Excluding Files and Directories
Often you want to exclude certain files or directories from the archive, such as cache directories or large temporary files. The --exclude option lets you omit paths that match a pattern.
For example, to exclude everything under .cache when archiving your home directory:
tar czf home_backup.tar.gz /home/alex --exclude='/home/alex/.cache'
Patterns can use wildcards. To exclude all .tmp files within the directory you are archiving:
tar czf project.tar.gz project --exclude='*.tmp'
Patterns are matched against the stored path names. If you are using relative paths, adjust your patterns accordingly.

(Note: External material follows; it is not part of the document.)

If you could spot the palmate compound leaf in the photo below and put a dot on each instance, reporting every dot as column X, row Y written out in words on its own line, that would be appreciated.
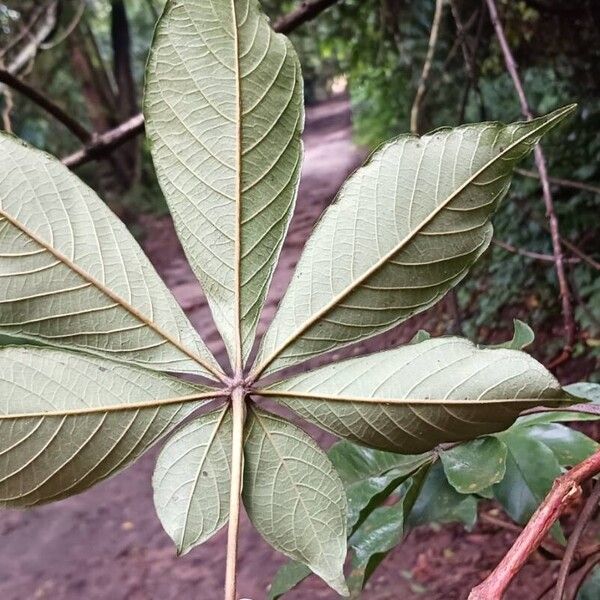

For more complex exclusions, you can also provide a file that lists patterns, but for many backups a small number of --exclude options is enough.
Verifying and Listing tar Archives
After creating an archive, you might want to check which files it contains, without extracting it. The t option lists the contents of a tar archive.
To list a plain archive:
tar tf backup.tarTo list a gzip compressed archive:
tar tzf backup.tar.gz
For bzip2 and xz compressed archives, use j and J respectively:
tar tjf backup.tar.bz2
tar tJf backup.tar.xz
Adding v will show more details, such as permissions and timestamps, similar to ls -l:
tar tvf backup.tarListing is a simple way to verify that the files and directories you expect are present in the archive and that the paths look correct.
Using tar for Simple Backups
As part of a basic backup strategy, tar is often used to create periodic snapshots of important directories. For example, a daily backup of a user’s home directory might look like this:
tar czf /backups/alex-$(date +%F).tar.gz /home/alex --exclude='/home/alex/.cache'
Here $(date +%F) produces a date string in the form YYYY-MM-DD, so each backup file has a unique, date based name.
You can also archive specific application data directories, configuration directories, or project trees. For example, to back up a web application directory:
tar cJf /backups/webapp-$(date +%F).tar.xz -C /var/www webapp
This uses xz compression to minimize size and -C to store paths relative to /var/www.
Rule: When using tar for backups, always test archives by listing or extracting them on a noncritical system or test location. Do not assume a backup is valid until you have confirmed it.
Testing Restoration without Overwriting
Even though extraction is covered elsewhere, it is helpful to understand a safe way to test an archive you created. You can extract an archive to a temporary directory so it does not overwrite existing files.
For example:
mkdir /tmp/test_restore
tar xzf backup.tar.gz -C /tmp/test_restoreThis lets you confirm that the archive contains what you need and that paths and permissions make sense, without changing your real data.
Using tar in Pipelines
A common advanced usage is piping a tar archive through other tools. Even if you are a beginner, you will sometimes see or need commands that use tar with ssh or other tools.
To create a tar archive and simultaneously compress it with a different tool, you can use standard input and output. For example, if you want to use gzip explicitly:
tar cf - /home/alex/documents | gzip > documents.tar.gz
Here - as the filename tells tar to write the archive to standard output. The pipe | sends it to gzip, and the redirection > writes the compressed data into documents.tar.gz.
Similarly, you can stream an archive over the network, but that belongs in a broader networking context. The key idea is that tar can read from and write to standard streams, which makes it flexible for scripting and remote backups.
Summary
In this chapter you focused on creating tar archives for backup and archival purposes. You saw how to create plain and compressed archives, how to control the paths inside them, how to exclude unnecessary data, and how to verify your archives. These tools form the core of file based backup using tar, and they integrate naturally with the broader backup strategies and tools covered elsewhere.